In the present matter the directions on corroboration were reasonably extensive and their effect was sufficiently emphatic.  The present case was not one in which either the evidence of the complainant or the evidence in corroboration could be described as weak or marginal.  It is not suggested that there are any important deficiencies, inconsistencies or improbabilities in the complainant's evidence or that there was any discernible reason for her making a false complaint.  The present matter is not one in which the failure to state the reasons for the rule should be regarded as constituting an error, which could have led to any miscarriage of justice, especially since there was no application for a redirection at the trial.

There remains the question whether His Honour failed properly to put the defence.  In the end the only point of complaint was that at one part of his statement of the defence case, His Honour made a dismissive comment, namely "the thought may occur to you that if S was going to lie about matters of that evening, why she may not go further and give some evidence, lying, or false evidence, of in fact witnessing something happening to K".  This was a comment well within the discretion of the learned trial Judge to give.  His Honour summarised the defence's submissions at some length, and other than for the above comment, did not do so in a disparaging manner, or state the points for the apparent purpose of demolition.  The present case does not nearly approach the level of imbalance or failure to put the defence case that would call for appellate interference (cf. R. v. Schulz C.C.A. unreported 19th April, 1991).  In our view the application for leave to add the additional ground should be refused and the appeal should be dismissed.

IN THE COURT OF APPEAL

SUPREME COURT OF QUEENSLAND  Appeal No. 165 of 1992

Before the Court of Appeal

The President

Mr. Justice Davies J.A.

Mr. Justice Thomas

THE QUEEN

v.

S

(Appellant)

JUDGMENT OF THE COURT

Delivered the 21st day of August, 1992

MINUTE OF ORDER:        Application for leave to add additional ground refused and appeal dismissed.

CATCHWORDS:                 Criminal law - sexual offences - corroboration - whether necessary to state reason for traditional warning.
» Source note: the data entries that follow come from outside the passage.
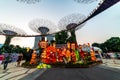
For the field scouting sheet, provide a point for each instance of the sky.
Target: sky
(98, 29)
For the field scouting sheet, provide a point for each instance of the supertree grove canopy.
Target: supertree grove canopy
(29, 1)
(54, 13)
(10, 30)
(42, 26)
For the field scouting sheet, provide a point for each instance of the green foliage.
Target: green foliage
(73, 37)
(112, 44)
(61, 38)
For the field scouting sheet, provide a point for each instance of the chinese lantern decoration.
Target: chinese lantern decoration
(73, 46)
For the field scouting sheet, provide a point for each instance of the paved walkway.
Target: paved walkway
(20, 73)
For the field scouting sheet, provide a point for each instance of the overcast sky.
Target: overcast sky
(98, 29)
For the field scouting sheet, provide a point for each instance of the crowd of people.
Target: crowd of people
(6, 58)
(52, 54)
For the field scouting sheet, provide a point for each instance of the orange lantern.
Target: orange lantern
(73, 46)
(68, 45)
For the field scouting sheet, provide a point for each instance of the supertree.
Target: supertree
(69, 23)
(29, 1)
(10, 31)
(43, 27)
(85, 1)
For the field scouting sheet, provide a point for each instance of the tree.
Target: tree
(61, 38)
(72, 38)
(113, 44)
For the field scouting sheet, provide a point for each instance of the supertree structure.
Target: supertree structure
(85, 1)
(43, 27)
(10, 31)
(29, 1)
(69, 24)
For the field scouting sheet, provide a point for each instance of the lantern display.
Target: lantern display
(73, 46)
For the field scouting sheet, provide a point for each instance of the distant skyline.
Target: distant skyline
(98, 29)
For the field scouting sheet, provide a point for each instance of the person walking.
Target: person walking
(20, 57)
(7, 59)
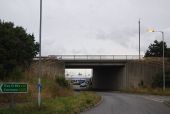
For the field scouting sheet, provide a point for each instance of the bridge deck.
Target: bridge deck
(93, 57)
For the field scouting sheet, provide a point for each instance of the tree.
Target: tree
(156, 49)
(17, 48)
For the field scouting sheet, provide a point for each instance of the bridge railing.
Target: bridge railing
(94, 57)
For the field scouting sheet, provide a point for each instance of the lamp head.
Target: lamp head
(151, 30)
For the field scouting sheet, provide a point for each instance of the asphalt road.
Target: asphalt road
(121, 103)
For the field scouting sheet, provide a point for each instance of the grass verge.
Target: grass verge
(152, 91)
(60, 105)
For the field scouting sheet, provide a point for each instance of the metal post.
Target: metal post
(163, 60)
(39, 79)
(139, 39)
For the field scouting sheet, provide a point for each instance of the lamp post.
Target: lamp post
(40, 69)
(163, 61)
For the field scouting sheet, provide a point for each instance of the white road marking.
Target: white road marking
(157, 98)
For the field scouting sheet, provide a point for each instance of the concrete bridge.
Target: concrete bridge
(112, 71)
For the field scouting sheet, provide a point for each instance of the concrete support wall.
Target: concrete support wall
(50, 68)
(139, 73)
(108, 78)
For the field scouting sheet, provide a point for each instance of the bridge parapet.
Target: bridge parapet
(94, 57)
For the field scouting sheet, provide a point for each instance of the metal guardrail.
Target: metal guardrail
(92, 57)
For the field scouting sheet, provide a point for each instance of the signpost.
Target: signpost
(13, 87)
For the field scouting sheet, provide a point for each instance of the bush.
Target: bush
(158, 79)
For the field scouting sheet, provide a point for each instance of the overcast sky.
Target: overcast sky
(91, 26)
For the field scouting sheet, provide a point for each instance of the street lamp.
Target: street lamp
(163, 65)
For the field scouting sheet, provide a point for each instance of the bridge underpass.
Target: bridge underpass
(106, 75)
(111, 72)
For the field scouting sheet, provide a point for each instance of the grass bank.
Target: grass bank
(59, 105)
(152, 91)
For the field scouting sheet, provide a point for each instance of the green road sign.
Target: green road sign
(13, 87)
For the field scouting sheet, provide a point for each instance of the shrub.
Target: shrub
(158, 79)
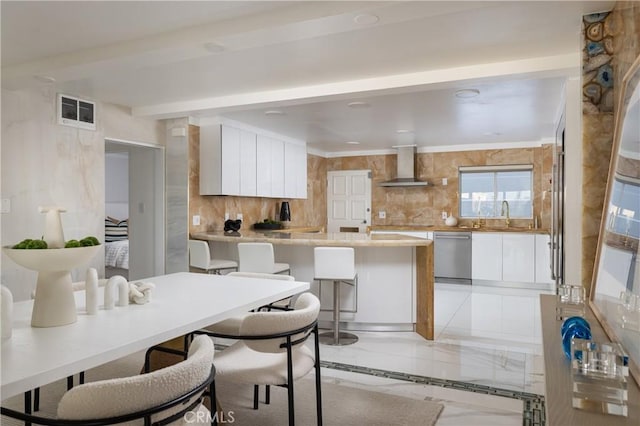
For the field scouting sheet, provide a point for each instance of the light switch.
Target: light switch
(6, 205)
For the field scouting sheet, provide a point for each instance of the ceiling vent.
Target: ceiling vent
(76, 112)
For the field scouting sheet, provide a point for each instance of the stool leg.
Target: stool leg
(336, 312)
(337, 337)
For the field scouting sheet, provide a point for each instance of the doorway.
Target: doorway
(143, 206)
(348, 200)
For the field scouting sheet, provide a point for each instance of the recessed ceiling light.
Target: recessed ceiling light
(467, 93)
(358, 104)
(44, 78)
(366, 19)
(213, 47)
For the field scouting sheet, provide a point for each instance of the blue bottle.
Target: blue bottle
(572, 327)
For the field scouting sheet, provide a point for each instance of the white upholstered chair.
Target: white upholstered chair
(273, 351)
(259, 257)
(200, 258)
(231, 326)
(165, 394)
(336, 264)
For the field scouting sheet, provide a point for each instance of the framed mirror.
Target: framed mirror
(615, 290)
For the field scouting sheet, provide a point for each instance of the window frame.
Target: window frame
(496, 193)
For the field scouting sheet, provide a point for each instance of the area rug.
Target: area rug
(342, 405)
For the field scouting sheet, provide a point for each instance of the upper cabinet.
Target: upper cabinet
(236, 161)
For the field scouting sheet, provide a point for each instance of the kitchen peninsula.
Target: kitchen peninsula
(395, 275)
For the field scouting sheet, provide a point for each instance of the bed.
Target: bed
(116, 247)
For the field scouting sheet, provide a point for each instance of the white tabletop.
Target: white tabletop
(180, 303)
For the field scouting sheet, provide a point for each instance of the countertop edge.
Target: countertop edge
(338, 239)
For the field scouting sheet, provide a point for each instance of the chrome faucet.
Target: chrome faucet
(507, 220)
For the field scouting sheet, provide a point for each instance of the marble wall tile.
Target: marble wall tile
(44, 163)
(622, 30)
(423, 205)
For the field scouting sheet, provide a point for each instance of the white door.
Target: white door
(348, 200)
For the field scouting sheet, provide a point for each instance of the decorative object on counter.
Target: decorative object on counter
(119, 282)
(574, 327)
(54, 303)
(91, 291)
(451, 220)
(6, 304)
(629, 310)
(140, 292)
(570, 301)
(285, 213)
(599, 374)
(231, 225)
(53, 234)
(268, 224)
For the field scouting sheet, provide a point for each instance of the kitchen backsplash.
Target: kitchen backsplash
(403, 206)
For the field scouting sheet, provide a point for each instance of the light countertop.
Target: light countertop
(349, 239)
(459, 228)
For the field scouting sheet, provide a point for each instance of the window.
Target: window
(625, 208)
(483, 189)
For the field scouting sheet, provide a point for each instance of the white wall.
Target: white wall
(46, 163)
(117, 185)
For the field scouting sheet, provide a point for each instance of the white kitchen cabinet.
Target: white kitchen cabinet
(543, 259)
(227, 161)
(248, 165)
(270, 167)
(295, 171)
(237, 161)
(518, 257)
(486, 256)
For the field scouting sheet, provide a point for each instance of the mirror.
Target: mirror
(615, 290)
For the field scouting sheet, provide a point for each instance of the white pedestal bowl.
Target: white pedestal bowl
(54, 304)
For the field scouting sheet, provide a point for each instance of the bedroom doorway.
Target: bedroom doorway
(134, 193)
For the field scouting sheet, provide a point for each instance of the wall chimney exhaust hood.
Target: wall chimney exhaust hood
(406, 175)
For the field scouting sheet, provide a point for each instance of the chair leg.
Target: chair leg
(256, 388)
(213, 403)
(27, 405)
(318, 381)
(292, 420)
(36, 399)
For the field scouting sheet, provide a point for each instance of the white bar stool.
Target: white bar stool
(336, 264)
(259, 257)
(200, 257)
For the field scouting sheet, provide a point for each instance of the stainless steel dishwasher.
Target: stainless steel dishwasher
(452, 257)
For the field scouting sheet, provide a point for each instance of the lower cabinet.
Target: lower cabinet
(518, 258)
(486, 256)
(510, 257)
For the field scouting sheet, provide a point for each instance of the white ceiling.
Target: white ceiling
(309, 60)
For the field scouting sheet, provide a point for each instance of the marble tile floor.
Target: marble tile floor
(485, 364)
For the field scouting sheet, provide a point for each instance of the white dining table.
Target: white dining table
(180, 303)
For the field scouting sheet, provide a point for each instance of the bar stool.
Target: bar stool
(200, 257)
(336, 264)
(259, 257)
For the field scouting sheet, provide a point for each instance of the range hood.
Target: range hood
(406, 175)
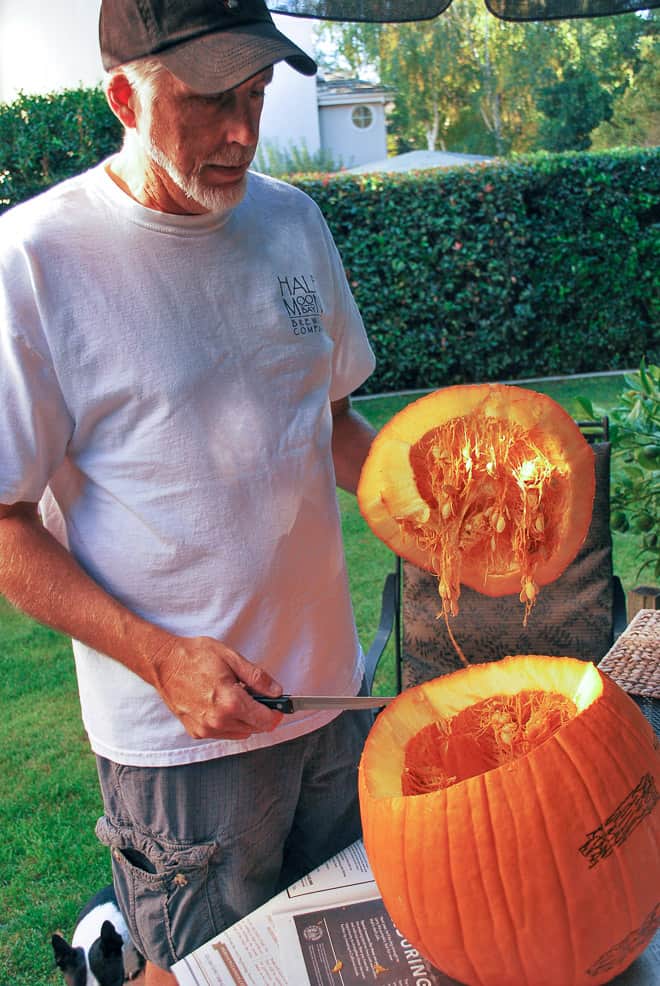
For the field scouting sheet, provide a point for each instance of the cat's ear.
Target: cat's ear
(68, 959)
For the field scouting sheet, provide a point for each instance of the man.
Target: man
(177, 347)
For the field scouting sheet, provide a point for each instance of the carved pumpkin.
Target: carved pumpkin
(487, 485)
(511, 818)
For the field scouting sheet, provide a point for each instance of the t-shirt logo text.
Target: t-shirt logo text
(302, 303)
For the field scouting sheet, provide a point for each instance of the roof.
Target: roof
(342, 91)
(419, 161)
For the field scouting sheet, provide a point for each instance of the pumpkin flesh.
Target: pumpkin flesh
(539, 870)
(486, 485)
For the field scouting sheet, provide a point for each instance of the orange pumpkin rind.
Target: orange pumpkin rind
(496, 878)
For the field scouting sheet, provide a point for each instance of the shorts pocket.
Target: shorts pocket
(162, 889)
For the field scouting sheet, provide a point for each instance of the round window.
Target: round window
(362, 117)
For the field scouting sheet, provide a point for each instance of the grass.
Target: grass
(50, 861)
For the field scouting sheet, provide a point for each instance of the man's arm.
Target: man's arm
(351, 439)
(199, 678)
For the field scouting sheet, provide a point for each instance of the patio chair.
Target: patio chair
(579, 615)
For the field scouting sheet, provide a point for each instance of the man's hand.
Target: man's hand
(205, 685)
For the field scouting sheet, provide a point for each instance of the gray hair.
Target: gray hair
(143, 75)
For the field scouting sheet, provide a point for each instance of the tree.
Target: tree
(470, 82)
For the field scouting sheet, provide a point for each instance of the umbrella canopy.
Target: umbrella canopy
(417, 10)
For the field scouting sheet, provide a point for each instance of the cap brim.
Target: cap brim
(218, 62)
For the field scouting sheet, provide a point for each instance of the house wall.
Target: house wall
(348, 144)
(48, 46)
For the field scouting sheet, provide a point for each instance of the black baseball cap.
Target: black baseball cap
(211, 45)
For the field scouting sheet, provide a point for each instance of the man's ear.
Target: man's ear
(122, 99)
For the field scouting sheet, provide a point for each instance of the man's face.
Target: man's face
(200, 147)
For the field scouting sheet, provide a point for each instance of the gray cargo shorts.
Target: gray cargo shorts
(196, 847)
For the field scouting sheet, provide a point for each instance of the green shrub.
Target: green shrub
(533, 267)
(537, 266)
(44, 139)
(635, 435)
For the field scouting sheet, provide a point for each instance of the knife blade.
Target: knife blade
(296, 703)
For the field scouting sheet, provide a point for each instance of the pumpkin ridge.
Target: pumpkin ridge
(456, 898)
(565, 910)
(616, 859)
(489, 780)
(486, 811)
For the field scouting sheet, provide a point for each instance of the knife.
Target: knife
(295, 703)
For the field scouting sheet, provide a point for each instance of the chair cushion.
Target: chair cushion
(572, 617)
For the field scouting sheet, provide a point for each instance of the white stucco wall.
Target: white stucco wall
(46, 46)
(348, 144)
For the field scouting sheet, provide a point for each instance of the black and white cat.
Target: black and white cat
(101, 952)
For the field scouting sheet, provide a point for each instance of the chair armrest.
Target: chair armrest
(388, 609)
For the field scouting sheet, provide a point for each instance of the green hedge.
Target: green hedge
(537, 266)
(44, 139)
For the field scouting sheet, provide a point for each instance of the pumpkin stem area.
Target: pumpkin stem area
(483, 736)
Counsel:D. Bullock for the Crown

A. Rafter for the Appellant

Solicitors:Director of Prosecutions for the Crown

Legal Aid Office, Queensland for the Appellant

Hearing date:  10th August, 1992.

N THE COURT OF APPEAL

SUPREME COURT OF QUEENSLAND  Appeal No. 165 of 1992

THE QUEEN

v.

S

(Appellant)

_______________________________________

The President

Mr. Justice Davies

Mr. Justice Thomas

_______________________________________

Reasons of the Court delivered on the 21st day of August, 1992

_______________________________________

APPLICATION FOR LEAVE TO ADD ADDITIONAL GROUND REFUSED AND APPEAL DISMISSED.